As journalists, we can either address people as members of a community (like a local newspaper does) or as “eyeballs” that need to be counted (like a national TV program would). It is of course advisable to see people more as a public than as an aggregate of eyeballs.
On those grounds, Professor Rosen presented what sounded a lot like the Decalogue of the aspiring young journalist:
- Do not think of the recipients of your work as consumers, but as users. Journalists are people who make (not to be confused with “make up”) things, they do not find things. You have to make things that are useful.
- The users know more than you do. This was originally noticed by Dan Gilmore, who realized that the aggregate of the people who read his posts necessarily contains more knowledge than he, even as a highly informed reporter, will ever gain. One must learn to harness this knowledge.
- Journalism is becoming mutualized: people themselves become part of the distribution process.
- A journalist should describe the world in a way that helps people participate in it. For example, data journalists must dig through tons of tables and lists of numbers and make this information digestible, easily understandable, so it can be used in an efficient way.
- Anyone can doesn’t mean everyone will. Do not expect that just because you are out there blogging, that everybody will participate in the creative process. As a general rule, about 90% of the audience never interact with the content. Learn to accept it.
- A journalist is just a heightened (I would say magnified) case of a citizen, not some separate class.
- The authority of the journalist starts at the point where he can say: I have been there, you haven’t, let me tell you about it.
- Listen to the demand and give users what they have no way to demand. In other words, you must not only give people what they want, and not only give them what you think they need, but combine both!
- Don’t take the “view from nowhere” (this term Mr. Rosen would like to see adopted by others in the field, but apparently it hasn’t caught on yet). What he meant is that objectivity is increasingly mistrusted, as the users realize that no journalist can be entirely above and totally disinterested in the subject of his or her reporting. I would sum up this point in the following way: Objectivity is not a place. So tell people where you’re coming from. They will only trust you more for it.
- Last, but not least, Mr. Rosen quoted Tocqueville’s assertion from Democracy in America:
“Newspapers make associations and associations make newspapers.”

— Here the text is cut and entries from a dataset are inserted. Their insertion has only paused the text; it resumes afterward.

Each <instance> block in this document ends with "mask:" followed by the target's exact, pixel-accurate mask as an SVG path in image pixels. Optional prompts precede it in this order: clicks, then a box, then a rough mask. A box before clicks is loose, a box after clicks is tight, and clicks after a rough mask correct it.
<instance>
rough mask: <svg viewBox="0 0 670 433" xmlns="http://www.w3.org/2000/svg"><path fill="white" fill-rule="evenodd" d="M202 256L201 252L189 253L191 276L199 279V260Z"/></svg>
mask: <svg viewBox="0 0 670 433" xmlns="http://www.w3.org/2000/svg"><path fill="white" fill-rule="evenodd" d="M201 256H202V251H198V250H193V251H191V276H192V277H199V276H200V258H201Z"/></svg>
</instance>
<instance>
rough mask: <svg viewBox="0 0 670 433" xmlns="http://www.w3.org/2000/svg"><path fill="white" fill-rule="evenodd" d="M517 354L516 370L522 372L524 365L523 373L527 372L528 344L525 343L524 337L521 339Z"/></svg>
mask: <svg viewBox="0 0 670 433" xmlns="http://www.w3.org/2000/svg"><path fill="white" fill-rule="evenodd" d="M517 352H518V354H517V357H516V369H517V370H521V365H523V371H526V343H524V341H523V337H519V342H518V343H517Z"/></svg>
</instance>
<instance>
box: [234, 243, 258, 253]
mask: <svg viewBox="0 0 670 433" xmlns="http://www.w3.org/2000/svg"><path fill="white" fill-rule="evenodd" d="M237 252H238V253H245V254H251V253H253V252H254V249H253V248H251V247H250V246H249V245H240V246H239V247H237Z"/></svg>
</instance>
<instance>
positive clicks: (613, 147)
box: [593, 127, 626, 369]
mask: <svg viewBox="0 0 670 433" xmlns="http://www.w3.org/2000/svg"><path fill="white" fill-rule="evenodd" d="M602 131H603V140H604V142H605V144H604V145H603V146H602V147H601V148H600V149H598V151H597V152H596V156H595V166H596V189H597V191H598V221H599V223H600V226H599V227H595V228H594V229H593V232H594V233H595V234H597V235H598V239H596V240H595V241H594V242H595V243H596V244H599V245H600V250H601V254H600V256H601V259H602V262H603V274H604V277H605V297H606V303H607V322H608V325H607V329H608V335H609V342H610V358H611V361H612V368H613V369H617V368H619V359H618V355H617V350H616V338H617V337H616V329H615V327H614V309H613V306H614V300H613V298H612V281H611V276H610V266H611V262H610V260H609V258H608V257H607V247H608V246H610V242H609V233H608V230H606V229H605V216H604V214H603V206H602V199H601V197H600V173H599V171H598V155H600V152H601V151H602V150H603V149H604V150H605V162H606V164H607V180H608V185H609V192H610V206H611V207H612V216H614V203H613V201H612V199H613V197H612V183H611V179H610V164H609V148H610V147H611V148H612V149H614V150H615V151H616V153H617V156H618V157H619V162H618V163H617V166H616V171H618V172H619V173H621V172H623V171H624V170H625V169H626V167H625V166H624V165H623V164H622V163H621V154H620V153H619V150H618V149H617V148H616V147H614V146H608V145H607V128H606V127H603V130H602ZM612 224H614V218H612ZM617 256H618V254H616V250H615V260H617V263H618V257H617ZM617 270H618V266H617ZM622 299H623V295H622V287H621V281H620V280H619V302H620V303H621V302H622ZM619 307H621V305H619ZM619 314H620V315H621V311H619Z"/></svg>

The cost and difficulty of like-minded people to share information, pool what they know, and publish that knowledge, is falling. Thus, if you want to provide a valuable service to your users, you may want to try to identify such existing “associations” as are out there, and create the information circus that will serve them.
Finally, in the Q&A, Mr. Rosen mentioned a valuable new idea of his, which would be to borrow “levels” from the gaming universe, so that the media could tailor its content for different “user levels” – for instance, if you know everything about the Israeli-Palestinian conflict, if you’ve been following the story for years, then the text you would be presented with on the latest direct negotiations will go much more in-depth, and will not bore you with explanations about who Netanyahu is and what his political background is. Another idea I found compelling was the comparison of journalists to museum curators, who must sift through the unimaginable amount of information so as to present an important selection in a comprehensible way. As Clay Shirky notes: “It’s not information overload. It’s filter failure.”